En esta historia, Malena, una de las protagonistas toca la guitarra y compone canciones. La música aparece en ella como eso que la hace vibrar, donde encuentra un poco de sal. El padre de su novio -Luis Machín, en un papel imponente-, dice que todavía está “perdida”. “¿Quién no está perdido a los 19 años?”, comenta. Su viejo está borrado, o eso se intuye, y su mamá tiene un kiosco delante de su casa, en Villa Celina. El novio, Lucas, es un pibe de clase media, con un padre abogado, tienen más recursos. Su deseo está puesto en el trabajo social con los chicos del barrio, les da clases de fútbol, les consigue los materiales para hacer una canchita, forma parte de una agrupación política. Y después hay otros personajes, todos vecinos, que tienen una banda y ensayan justo enfrente de la casa del kiosco. Fantasean con telonear a Callejeros. Hacen rocanrol, y todas sus expresiones y sus formas, la ropa que usan, los modismos, se ubican dentro de ese universo, de esa tribu rollinga que tuvo tanto auge por esos años. También hay dos hermanas, una trabaja en Cromañón. La otra hace patín, quiere participar de un torneo, y ahí está su búsqueda. Son todos amigos, ranchean juntos, toman una pepa en navidad, fuman porro, comparten una birra, juegan al metegol. Quieren ir a las tres fechas que va a hacer Callejeros para cerrar el año.
Tienen la risa desfachatada de la juventud, sus dramas amorosos, la certeza de que esa pequeña comunidad que armaron es un lugar seguro, invulnerable.
El rock como aquel nicho en donde la juventud encontró un lugar de pertenencia, y una identidad. En un contexto social y político que venía de hambrear y ajustar a una sociedad ya saturada, la juventud no tenía espacios. Y ni siquiera era que solamente no tenía espacios. La juventud cargaba con un estigma social. Era convocada a la desesperanza. La oferta disponible incluía un combo de individualismo y abatimiento generalizado. Los recitales, la música, se erigieron entonces como la contracultura. Un refugio, una vía para presentarle pelea a un sistema que expulsaba y marginaba. Un lugar donde construir solidaridad, cuerpo colectivo.
La serie se puede ver en Prime Video.
La serie se estructura en torno a la historia de esos amigos, y avanza cronológicamente por los tres recitales que da Callejeros en Cromañón en diciembre de 2004. En las dos primeras fechas, se prende una alerta para el espectador. Las bengalas dentro del boliche, los baños atestados de gente, el calor agobiante, la transpiración, la concurrencia masiva por sobre la capacidad del lugar.

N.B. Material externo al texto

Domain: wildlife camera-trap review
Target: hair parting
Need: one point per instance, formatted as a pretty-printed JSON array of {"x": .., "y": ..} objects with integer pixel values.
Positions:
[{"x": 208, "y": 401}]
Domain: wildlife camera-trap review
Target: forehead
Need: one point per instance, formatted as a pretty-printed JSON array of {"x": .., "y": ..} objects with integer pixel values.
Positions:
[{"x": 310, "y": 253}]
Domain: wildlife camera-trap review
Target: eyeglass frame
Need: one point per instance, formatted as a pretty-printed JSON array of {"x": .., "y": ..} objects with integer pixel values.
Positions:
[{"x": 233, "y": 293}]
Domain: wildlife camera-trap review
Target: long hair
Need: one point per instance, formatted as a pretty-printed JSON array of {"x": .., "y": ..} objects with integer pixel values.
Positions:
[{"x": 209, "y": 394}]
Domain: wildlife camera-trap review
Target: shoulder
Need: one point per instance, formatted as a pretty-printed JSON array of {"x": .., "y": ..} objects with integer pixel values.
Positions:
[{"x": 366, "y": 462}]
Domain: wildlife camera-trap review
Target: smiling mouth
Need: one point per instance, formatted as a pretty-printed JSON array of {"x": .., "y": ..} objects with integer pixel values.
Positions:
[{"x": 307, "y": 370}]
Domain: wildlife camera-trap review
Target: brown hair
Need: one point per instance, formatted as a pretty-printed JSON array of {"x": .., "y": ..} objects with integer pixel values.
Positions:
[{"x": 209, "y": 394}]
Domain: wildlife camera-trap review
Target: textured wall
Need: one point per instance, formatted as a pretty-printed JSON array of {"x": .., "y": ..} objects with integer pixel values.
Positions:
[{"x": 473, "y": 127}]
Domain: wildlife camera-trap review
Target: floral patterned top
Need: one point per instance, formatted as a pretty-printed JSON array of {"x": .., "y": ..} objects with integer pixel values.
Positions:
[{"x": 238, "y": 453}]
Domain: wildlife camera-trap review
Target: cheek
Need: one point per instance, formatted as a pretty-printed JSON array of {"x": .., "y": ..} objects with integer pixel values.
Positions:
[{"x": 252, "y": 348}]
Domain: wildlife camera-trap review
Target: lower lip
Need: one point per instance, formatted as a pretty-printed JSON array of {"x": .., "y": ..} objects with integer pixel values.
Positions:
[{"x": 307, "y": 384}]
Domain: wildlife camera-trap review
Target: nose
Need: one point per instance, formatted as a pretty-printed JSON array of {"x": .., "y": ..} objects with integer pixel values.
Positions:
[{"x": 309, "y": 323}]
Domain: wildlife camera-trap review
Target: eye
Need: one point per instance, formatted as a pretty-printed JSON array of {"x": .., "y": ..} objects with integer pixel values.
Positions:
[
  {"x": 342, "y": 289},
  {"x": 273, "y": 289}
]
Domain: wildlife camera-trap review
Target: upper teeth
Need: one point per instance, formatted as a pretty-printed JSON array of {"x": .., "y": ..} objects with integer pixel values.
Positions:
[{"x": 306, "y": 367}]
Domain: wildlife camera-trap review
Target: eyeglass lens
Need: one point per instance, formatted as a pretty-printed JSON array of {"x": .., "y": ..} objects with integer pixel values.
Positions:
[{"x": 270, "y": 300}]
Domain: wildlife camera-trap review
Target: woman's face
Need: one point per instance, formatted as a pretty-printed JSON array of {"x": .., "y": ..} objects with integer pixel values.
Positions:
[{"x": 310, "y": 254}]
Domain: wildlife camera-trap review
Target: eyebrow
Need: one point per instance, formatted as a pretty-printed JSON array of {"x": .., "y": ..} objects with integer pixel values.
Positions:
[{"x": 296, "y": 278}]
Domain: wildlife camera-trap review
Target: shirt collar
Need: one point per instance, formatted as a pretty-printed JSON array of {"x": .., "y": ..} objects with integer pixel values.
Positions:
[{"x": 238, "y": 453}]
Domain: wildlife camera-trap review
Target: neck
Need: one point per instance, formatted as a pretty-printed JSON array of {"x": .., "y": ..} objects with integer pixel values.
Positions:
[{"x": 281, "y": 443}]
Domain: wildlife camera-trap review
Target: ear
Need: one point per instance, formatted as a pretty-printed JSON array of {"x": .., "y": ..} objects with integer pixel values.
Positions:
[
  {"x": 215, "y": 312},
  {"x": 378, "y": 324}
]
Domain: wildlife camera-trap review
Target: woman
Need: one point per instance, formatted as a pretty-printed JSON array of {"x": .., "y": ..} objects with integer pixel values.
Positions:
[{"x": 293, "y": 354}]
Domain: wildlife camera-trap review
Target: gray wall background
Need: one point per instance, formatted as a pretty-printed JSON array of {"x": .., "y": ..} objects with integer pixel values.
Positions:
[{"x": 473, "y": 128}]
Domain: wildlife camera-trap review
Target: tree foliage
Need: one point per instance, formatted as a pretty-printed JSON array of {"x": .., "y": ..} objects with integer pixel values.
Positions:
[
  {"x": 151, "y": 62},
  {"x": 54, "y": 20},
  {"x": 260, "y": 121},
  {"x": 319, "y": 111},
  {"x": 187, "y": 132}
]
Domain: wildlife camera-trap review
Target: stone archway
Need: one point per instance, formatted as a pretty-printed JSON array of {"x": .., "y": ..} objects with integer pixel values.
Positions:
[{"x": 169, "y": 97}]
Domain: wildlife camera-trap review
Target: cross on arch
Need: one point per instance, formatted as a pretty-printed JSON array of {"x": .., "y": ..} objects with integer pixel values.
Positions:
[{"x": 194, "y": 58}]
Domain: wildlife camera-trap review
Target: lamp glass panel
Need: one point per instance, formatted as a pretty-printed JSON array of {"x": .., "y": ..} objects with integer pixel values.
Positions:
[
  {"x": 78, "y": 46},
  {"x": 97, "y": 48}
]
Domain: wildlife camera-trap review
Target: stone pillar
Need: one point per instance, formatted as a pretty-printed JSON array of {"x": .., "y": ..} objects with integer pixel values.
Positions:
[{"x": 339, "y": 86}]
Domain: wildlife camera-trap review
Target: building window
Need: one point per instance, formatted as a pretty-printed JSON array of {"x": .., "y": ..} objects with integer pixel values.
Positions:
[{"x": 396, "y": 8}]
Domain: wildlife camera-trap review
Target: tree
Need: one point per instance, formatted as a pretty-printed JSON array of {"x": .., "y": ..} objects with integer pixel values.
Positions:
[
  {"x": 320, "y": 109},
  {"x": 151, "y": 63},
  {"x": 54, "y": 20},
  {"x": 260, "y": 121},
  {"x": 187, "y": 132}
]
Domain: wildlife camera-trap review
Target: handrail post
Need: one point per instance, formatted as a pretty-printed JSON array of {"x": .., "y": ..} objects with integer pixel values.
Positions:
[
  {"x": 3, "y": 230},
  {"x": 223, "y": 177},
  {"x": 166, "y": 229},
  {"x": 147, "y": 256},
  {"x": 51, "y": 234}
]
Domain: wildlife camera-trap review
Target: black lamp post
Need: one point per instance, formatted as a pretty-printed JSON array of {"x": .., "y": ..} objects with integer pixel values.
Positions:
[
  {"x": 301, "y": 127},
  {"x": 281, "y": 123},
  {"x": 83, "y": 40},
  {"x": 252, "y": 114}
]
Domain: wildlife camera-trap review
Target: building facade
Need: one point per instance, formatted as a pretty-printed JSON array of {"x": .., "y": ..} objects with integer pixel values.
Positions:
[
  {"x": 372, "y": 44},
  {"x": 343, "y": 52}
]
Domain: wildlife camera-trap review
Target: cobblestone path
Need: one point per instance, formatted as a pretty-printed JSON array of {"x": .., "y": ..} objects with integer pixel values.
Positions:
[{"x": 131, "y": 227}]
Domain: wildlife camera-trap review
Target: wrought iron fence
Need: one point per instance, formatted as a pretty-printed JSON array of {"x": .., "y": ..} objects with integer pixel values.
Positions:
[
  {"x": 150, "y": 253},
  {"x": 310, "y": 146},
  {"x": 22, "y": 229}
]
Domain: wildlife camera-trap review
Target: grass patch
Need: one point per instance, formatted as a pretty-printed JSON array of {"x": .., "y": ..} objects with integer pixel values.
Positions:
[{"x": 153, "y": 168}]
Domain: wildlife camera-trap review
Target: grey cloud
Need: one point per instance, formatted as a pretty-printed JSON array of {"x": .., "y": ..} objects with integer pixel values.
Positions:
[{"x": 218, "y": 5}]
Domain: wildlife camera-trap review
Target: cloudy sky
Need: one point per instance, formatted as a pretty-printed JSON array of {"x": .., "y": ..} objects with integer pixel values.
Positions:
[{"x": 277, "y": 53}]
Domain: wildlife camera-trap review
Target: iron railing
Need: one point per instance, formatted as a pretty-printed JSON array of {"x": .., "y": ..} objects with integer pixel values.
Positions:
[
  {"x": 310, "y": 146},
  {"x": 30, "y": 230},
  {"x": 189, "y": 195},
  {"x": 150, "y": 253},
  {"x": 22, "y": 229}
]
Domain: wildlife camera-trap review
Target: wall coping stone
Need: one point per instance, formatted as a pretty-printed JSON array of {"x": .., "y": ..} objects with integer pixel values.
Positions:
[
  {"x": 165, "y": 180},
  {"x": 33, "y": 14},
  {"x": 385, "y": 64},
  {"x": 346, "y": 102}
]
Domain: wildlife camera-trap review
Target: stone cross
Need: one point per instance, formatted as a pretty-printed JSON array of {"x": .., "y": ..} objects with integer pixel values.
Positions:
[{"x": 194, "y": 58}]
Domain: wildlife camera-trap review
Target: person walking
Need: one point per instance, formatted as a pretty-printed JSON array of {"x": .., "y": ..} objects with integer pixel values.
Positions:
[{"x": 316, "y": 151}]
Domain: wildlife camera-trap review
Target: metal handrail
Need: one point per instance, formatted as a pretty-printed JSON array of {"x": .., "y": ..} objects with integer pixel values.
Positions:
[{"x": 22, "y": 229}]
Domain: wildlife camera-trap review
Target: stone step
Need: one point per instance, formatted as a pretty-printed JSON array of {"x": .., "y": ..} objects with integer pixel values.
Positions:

Lo percibe el espectador, lo nota el personaje que interpreta a Omar Chabán, e inquieta a Julia, la chica que trabaja en el baño de Cromañón, y que es la única que en algún momento advierte sobre las condiciones deficitarias del boliche. Julia llena botellas de agua y las va administrando, las reparte a las chicas que entran a los baños y que están al borde del desmayo. “No quiero dejar de trabajar en Cromañón, quiero que Cromañón cambie”.
Porque claro, Cromañón, y Cemento en mayor medida, fueron en aquel momento la cuna de esa contracultura rockera. Un espacio que los acercó al arte, a la música. Un lugar que sentían propio. “Éramos los reyes de los recitales”, me dijo alguien que sobrevivió a esa noche del espanto. Toda una identidad construida ahí.
El capítulo del incendio es estremecedor. Desde muchas aristas. Pero creo que lo más doloroso es ver la transformación de los pibes. Observar cómo algo se apaga, esa vitalidad, esa cadencia, ese placer. Se terminó la fiesta. En un sentido amplio. Y terminó de la peor forma posible. La muerte se les vino encima, y cubrió sus vidas. Y no fue solo tristeza. La culpa fue una marca de guerra que la serie logró retratar muy bien. ¿Por qué yo sí y los otros no? ¿Qué hice yo o que dejé de hacer para sobrevivir? ¿Qué más podría haber hecho? Una impronta que se repite en los relatos de sobrevivientes de distintas experiencias. Cuando se decide a declarar en el juicio, Malena pide un momento para dirigirse ante el tribunal: 'cuando nacés la vida te la dan tus viejos, pero cuando estás sobreviviendo te la tenés que crear vos solo. De cero. Porque todo el mundo que conocías ya no existe más.' La serie machaca fuerte con esas transformaciones de los sobrevivientes, en como sus trayectorias de vida se interrumpen esa noche para generar otras nuevas.
Otro de los aspectos que hacen de ese episodio una experiencia conmovedora, es detectar lo evitable. En un plano de lo concreto, Chabán que alertaba por el micrófono que eran muchos, la bengala sin dudas, la coima a los inspectores que habilitaron el boliche, el candado en la puerta de emergencia. La cantidad de pibes que siguieron el cartel luminoso de salida porque entendieron, como hubiera hecho cualquiera porque es el lenguaje universal ante una emergencia, que ahí había efectivamente una vía de escape, y la trampa mortal que implicó eso.
Y un tercer aspecto que resalta de ese capitulo es la solidaridad. Ese 30 de diciembre, dentro de Cromañón, hubo solidaridad, hubo actos de amor. Antes de que las ambulancias y la policía llegaran, hubo un momento de organización automática y espontánea que llevó a que muchos chicos volvieran a entrar al boliche a sacar gente, familiares, amigos, pero también desconocidos. Y fueron esos los pibes que cultivaron mayoritariamente la lista de fallecidos. Esa convocatoria al individualismo que proponía el sistema se quebró ahí mismo, esa noche.
La serie avanza y se cuela en la intimidad de esas familias que quedaron rotas, desintegradas. Y explora los inicios de lo que fue una organización que creció al calor de la búsqueda de memoria, verdad y justicia, y que luchó contra un Estado ausente, que había sido cómplice, y que intentaba proteger y garantizar la impunidad con un discurso que estigmatizaba y condenaba a las víctimas. Familias en su mayoría sin recursos, desorientadas, que encontraron en ese espacio colectivo algo que las alojó y las hizo parte dealgo más grande. Sobrevivientes que entendieron que tramitar el dolor con otros es más fácil.
Es el país de las Madres y las Abuelas de Plaza de Mayo.
Veinte años después de la masacre de Cromañón, se estrena esta serie. Y cuán importante es el arte, el cine para custodiar y apoyar la memoria de los pueblos. Veinte años después, todos nos acordamos de qué estábamos haciendo la noche que se incendió el boliche. Es una herida colectiva que solo es posible cerrar con la obstinación del ejercicio de hacer memoria, de hacernos cargo de que Cromañón nos pasó a todos, nos atraviesa a todos, nos transformó a todos. Porque nadie se salva solo. Y es también nuestra repsonsabilidad formar parte de la transmisión de lo que ocurrió, para que Nunca Más vuelva a suceder.